While i was downloadinf from nero.com, i used to get errors. I restarted the comp, and dowloaded it.
Four parrarel downloads including nero 7 amounting to around 500 mb, i managed to download in 3 - 3.5 hours

if u stay in pune contact me, i will pass it on


----------



## rollcage (Nov 17, 2005)

I downloaded using Free Download Manager through Nero server .. no problems in downloading

..

The default suite installs many other applications too ...

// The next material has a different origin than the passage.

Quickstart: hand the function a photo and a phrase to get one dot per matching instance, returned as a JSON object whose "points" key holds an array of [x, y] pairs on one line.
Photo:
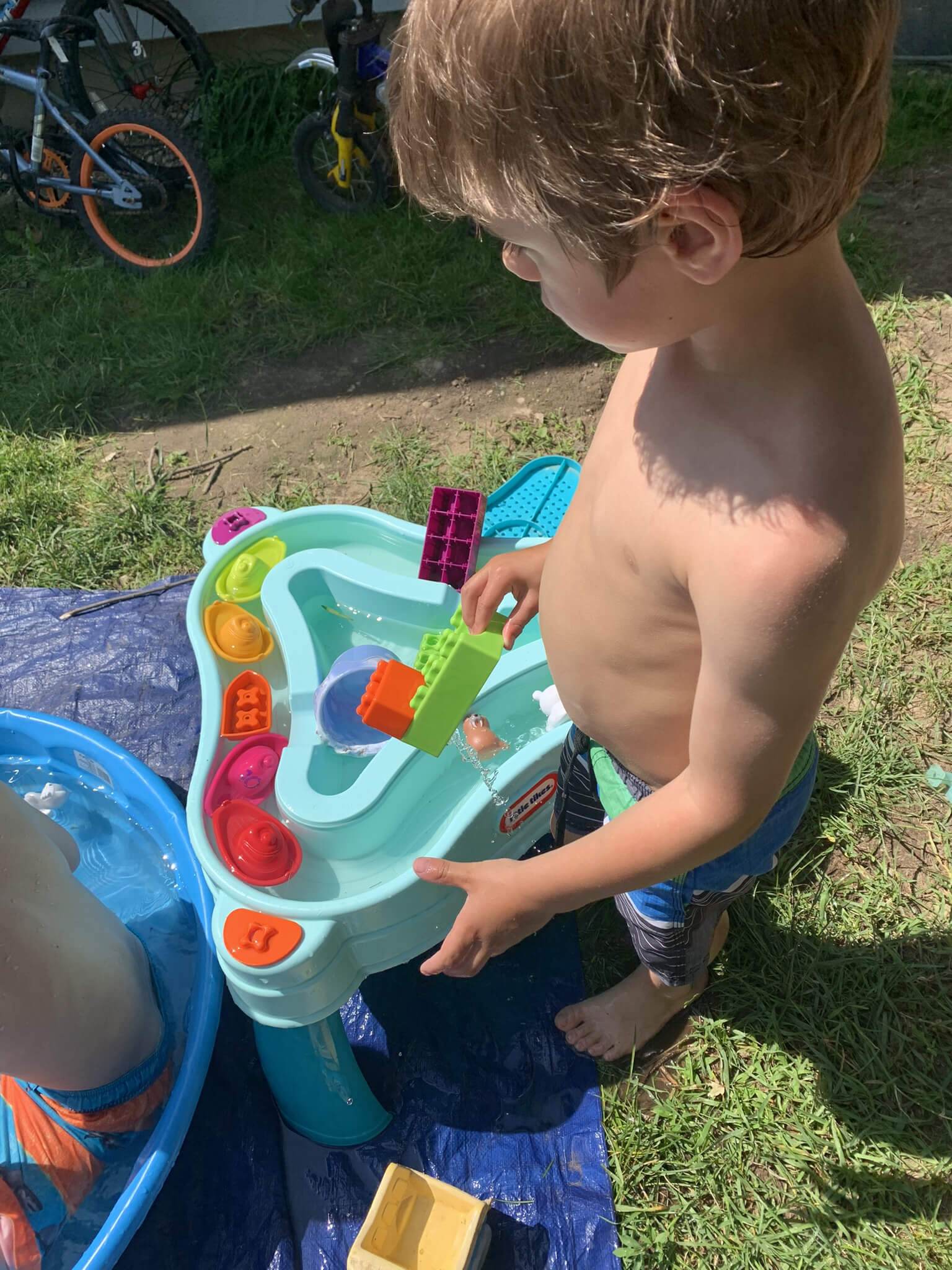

As for me I just installed the minimum stuff possible other than Nero Burning Rom

...

I was waiting for this .. Now finally downloaded n Installed, Nero 7 is good ... I like It  

I recommend you to install only the Nero Burning Rom .. n leave other features .. 
It will take less than 90MB of your HD ..  If you are concerned about the space


----------



## drvarunmehta (Nov 17, 2005)

No probs in downloading. Got constant 25 kbps speed.


----------



## Sreekanth V (Nov 18, 2005)

I already got it from a friend.
Now using it, really great with loads of features.
The advanced users heaven.

Nero Vision Express 4 is the best addition that I feel.


----------



## blacklight (Nov 19, 2005)

dont see much of a difference b/w nero 6 and 7 (except if u use blu raydiscs ) supports LightScribe ..dunno if such dvd's r available in india yet...
guess u can use it like XP media centre ...

but otherwise not useful changes yet (they did add animation which shows a disk being written..LOL )
also eats up lots of ram .


----------



## QwertyManiac (Nov 19, 2005)

Upgraded from premium to ultra, good new updates to its MM stuff like audio editor and encoders...


----------



## tarey_g (Nov 20, 2005)

dIgItaL_BrAt said:
			
		

> Great ! now i can finally use that Blu-Ray burner i have lying around.



good one   


currently there are no blu ray disks in the market  and so there are no burners for blu ray disks in existance till date , but it will soon come. 

here are the prototypes of the blu ray writers the companies will soon release , take a look if interested.
*www.blu-ray.com/recorders/


----------



## shwetanshu (Nov 20, 2005)

if anybody is still having problem, i can upload it to rapidshare or megaupload


----------



## Sreekanth V (Dec 8, 2005)

The prototypes looks good, but the prices will be too much, that everyone cant afford.


----------